You may not have heard of Linda Bradford Raschke. She is a commodities and futures trader with a career that spans four decades. Throughout her trading career, Raschke prioritized consistency and longevity. That's likely because, like many traders, her first experience trading her own account didn't go so well.
Like many other floor traders, Raschke got her start with a $25,000 stake given her by another trader. She traded equity options in the pit of the Pacific Coast Stock Exchange. After an auspicious start where she doubled her money in three months, Raschke found herself in a position she thought she understood. As she told Schwager in New Market Wizards, she was short calls in a stock that was a takeover candidate with just one day to go to expiration. The stock was trading $32 and she was fine so long as the stock didn't go above $55.
Then, the unexpected happened. Another company offered $65 for the shares and Raschke was out her $50,000 — plus another $30,000 as her account went into the debit.
Instead of sending Raschke into a spiral, the loss only solidified her passion for trading. She was able to get another stake and never let that happen again. Here's how she bounced back to become one of the greatest traders of modern time.
Think you have what it takes to be a Market Wizard?
This week, our series of insights from Jack Schwager's Market Wizards takes a look at Linda Bradford Raschke, a commodities and futures trader. In 33 interviews with successful traders through his Market Wizards and New Market Wizards books, Jack Schwager interviewed just one female trader - Raschke. For more from this series, check out our last post “4 Don’ts from a Trader Who Could Move the World's Largest Futures Market.”
Control the Only Thing You Can
Raschke says that it is easier to predict the moves in a short timeframe than to try to predict large market moves. As someone who looks at the technicals, Raschke lets the market price dictate when she gets out of the trade - both on the upside and the downside.
This may run counter to what you hear elsewhere. A lot of traders are more methodical in their approach with profit targets and stop losses set at the point of entry. Raschke, however, said she works to choose her entry price very carefully, noting that it is "critical" to trading well.
"In day trading, a good entry price is critical because it buys you time to see how the market will react," she said. Raschke understands that the entry point is the only thing a trader can control. Once he or she is in a trade, the market will do what the market does.
Discipline and Self Control
Raschke told Schwager that her number 1 rule is to not worry about profiting on a bad trade. Instead, she just wants to find the best place to get out. "If you buy because you think the market should bounce, but it only goes sideways, you'd better get out," she addded. "If your entry timing is good enough, you won't lose much even when you're wrong."

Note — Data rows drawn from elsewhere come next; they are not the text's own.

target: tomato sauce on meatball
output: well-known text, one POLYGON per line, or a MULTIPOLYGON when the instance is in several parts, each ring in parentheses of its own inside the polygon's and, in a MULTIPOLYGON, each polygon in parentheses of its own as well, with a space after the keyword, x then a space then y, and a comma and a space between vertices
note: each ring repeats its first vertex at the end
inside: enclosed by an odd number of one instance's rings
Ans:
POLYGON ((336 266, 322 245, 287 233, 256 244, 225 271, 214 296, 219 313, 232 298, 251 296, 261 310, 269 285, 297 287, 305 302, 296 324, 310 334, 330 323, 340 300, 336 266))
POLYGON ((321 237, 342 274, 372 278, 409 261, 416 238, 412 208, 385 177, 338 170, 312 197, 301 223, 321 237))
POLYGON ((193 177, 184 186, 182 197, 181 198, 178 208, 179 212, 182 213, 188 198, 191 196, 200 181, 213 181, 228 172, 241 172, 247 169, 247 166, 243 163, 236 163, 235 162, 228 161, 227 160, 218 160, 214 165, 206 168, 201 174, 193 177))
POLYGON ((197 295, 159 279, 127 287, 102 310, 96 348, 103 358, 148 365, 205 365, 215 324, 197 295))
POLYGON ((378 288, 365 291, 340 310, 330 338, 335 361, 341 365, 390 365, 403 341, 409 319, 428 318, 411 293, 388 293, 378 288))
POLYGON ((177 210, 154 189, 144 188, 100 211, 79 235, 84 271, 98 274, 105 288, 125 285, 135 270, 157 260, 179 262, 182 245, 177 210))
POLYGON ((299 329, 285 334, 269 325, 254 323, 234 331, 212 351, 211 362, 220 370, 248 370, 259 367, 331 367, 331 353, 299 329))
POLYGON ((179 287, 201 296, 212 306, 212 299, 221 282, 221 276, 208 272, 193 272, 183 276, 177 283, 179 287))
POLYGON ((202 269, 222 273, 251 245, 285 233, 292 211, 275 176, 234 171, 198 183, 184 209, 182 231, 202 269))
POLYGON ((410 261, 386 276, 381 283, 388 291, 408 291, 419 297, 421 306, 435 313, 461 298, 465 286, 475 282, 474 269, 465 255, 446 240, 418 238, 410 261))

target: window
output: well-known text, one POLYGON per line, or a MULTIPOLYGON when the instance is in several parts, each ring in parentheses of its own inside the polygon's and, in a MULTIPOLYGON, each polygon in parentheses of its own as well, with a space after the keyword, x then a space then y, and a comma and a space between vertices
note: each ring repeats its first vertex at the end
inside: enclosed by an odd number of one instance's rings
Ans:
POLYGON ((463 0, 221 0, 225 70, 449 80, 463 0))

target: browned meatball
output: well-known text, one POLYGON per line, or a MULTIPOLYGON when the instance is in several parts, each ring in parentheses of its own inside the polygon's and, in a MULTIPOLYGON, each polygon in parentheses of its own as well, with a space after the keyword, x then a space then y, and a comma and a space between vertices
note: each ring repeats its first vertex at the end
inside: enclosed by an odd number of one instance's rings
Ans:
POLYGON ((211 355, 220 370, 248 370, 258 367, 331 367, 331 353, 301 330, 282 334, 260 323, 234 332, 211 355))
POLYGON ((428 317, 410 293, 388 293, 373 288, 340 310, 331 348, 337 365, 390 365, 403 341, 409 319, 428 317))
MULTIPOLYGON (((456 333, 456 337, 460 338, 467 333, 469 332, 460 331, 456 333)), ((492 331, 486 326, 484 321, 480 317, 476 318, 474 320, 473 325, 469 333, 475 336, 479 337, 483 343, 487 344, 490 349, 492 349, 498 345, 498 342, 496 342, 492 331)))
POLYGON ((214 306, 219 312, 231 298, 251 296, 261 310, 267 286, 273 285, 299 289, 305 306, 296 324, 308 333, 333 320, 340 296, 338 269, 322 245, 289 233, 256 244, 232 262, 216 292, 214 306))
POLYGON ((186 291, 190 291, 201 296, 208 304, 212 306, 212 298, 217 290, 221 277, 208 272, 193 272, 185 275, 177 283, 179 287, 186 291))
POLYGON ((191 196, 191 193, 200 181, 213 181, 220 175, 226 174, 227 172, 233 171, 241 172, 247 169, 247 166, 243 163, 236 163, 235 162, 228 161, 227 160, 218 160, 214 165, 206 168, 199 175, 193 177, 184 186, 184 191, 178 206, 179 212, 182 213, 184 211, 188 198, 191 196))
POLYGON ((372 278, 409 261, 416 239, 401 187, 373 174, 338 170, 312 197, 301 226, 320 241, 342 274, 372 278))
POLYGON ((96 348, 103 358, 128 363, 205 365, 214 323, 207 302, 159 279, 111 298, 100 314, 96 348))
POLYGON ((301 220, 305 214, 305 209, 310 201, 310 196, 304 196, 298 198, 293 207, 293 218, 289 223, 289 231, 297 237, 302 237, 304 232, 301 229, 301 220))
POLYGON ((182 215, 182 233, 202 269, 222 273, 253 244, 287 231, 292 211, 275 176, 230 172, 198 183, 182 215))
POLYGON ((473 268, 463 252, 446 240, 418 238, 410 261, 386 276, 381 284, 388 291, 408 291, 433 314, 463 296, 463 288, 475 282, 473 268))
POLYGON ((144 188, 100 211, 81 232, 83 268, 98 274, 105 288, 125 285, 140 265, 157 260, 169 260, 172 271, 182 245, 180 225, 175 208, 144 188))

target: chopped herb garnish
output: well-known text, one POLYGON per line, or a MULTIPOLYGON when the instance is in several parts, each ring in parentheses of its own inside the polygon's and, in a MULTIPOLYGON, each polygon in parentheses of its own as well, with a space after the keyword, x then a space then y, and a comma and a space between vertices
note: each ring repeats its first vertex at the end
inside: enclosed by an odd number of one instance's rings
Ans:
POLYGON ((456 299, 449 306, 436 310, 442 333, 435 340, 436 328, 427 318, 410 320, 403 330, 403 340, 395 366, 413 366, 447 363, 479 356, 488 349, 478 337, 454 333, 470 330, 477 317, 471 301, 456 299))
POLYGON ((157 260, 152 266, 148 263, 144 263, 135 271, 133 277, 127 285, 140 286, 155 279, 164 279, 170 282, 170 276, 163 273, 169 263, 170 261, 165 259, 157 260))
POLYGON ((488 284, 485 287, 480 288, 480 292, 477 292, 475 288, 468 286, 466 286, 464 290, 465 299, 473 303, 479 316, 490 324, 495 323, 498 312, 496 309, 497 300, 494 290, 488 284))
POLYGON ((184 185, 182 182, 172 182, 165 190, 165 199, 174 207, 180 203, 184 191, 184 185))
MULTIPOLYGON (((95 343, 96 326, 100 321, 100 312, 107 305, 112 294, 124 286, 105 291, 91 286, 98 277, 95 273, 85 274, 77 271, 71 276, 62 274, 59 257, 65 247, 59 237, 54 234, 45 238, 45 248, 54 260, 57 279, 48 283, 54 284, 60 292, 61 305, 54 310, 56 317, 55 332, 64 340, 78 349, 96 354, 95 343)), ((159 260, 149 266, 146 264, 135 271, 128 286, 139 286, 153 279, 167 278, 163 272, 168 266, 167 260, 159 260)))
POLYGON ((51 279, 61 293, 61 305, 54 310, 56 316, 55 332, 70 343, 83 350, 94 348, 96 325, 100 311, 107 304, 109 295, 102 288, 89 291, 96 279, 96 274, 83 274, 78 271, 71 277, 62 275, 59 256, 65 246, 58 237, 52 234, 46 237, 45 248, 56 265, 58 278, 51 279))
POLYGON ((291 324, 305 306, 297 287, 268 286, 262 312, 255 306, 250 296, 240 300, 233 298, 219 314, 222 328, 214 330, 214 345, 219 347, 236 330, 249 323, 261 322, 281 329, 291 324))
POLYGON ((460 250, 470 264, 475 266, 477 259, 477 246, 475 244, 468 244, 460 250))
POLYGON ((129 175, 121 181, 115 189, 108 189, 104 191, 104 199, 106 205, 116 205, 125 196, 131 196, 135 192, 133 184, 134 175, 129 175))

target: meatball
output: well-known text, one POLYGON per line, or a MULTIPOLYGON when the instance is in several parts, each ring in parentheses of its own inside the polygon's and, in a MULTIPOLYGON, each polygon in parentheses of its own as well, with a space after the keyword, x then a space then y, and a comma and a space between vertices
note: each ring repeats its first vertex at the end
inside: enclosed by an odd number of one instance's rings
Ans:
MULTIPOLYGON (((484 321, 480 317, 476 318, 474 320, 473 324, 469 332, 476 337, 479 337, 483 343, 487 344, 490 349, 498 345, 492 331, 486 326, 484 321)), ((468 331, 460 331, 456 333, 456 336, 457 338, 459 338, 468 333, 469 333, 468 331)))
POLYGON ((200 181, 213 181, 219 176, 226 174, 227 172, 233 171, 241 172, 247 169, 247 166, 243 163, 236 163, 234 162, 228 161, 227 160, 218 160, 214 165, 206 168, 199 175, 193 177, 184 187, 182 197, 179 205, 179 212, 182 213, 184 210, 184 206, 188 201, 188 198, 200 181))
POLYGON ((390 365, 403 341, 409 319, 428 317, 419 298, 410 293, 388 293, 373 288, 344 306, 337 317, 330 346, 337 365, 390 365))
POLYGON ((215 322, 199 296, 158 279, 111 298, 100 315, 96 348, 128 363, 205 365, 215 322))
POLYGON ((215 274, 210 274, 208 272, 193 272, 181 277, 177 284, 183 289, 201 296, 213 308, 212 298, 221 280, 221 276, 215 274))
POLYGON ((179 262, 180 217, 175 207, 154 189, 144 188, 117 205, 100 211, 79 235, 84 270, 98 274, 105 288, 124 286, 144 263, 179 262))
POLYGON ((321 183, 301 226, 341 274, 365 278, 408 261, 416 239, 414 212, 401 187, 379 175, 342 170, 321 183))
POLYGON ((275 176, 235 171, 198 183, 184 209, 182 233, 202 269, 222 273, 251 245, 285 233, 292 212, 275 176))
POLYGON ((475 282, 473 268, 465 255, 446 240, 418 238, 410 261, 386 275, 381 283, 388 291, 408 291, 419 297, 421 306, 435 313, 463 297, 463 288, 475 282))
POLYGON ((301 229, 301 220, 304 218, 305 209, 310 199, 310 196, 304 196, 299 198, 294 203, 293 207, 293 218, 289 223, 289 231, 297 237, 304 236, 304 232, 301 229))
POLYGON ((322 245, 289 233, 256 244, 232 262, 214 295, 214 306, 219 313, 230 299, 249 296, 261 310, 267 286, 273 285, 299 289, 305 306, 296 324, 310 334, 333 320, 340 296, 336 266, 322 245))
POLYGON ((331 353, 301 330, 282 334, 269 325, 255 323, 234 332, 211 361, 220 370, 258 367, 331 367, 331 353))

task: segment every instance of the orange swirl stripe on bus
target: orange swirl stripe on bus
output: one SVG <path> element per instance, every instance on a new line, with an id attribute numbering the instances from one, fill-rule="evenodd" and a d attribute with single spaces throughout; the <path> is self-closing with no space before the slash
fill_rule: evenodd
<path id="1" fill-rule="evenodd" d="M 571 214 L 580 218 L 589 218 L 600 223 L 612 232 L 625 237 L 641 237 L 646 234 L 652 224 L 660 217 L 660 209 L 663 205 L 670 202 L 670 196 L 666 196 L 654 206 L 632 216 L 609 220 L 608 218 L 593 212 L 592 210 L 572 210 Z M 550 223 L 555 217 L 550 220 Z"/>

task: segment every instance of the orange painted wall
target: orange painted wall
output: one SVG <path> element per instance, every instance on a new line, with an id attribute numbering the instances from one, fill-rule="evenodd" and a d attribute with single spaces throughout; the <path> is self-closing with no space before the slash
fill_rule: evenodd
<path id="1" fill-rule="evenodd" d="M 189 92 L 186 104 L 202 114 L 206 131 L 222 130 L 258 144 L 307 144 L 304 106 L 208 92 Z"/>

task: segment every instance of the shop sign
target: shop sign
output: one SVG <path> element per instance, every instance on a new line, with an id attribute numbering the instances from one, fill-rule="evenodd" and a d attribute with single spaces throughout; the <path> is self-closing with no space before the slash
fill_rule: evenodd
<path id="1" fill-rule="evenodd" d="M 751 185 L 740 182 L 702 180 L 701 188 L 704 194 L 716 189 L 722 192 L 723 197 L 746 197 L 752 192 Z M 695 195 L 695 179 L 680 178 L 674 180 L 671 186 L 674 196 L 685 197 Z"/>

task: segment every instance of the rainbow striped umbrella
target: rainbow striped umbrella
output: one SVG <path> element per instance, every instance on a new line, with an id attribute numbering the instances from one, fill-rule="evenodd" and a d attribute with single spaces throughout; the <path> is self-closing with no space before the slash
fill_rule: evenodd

Because she places such an importance on order entry, one can assume that she picks critical levels where she will know shortly the price is not acting right. In fact, Raschke provides an example, noting that "since the reason I got into the trade in the first place was because the market was so overdone," she is sometimes able to get out of trades at very favorable prices.
Confidence is Critical
Raschke told Schwager that her confidence came from the major loss she sustained early in he career. Pulling herself out of the $30,000 debt helped Raschke realize that she could "overcome anything that might happen in the future."
Following that, she said: "I always knew that no matter what happened, I could go into any marketplace, with any amount of money, and make a living."
Success Isn't Measured by Profits
Raschke said that her "most important skill is an ability to perceive patterns in the market." Given that, it is not surprising that she said she measures her trading by how right she is in predicting market movements. She pointed to a 70% success ratio for her trades, but said that money is not the motivator. Being right is.
Knowing her weaknessnesses - such as entering trades too early - has allowed her to develop procedures to minimize their impact. For example, she said that she slowly counts to 10 before she makes any trade.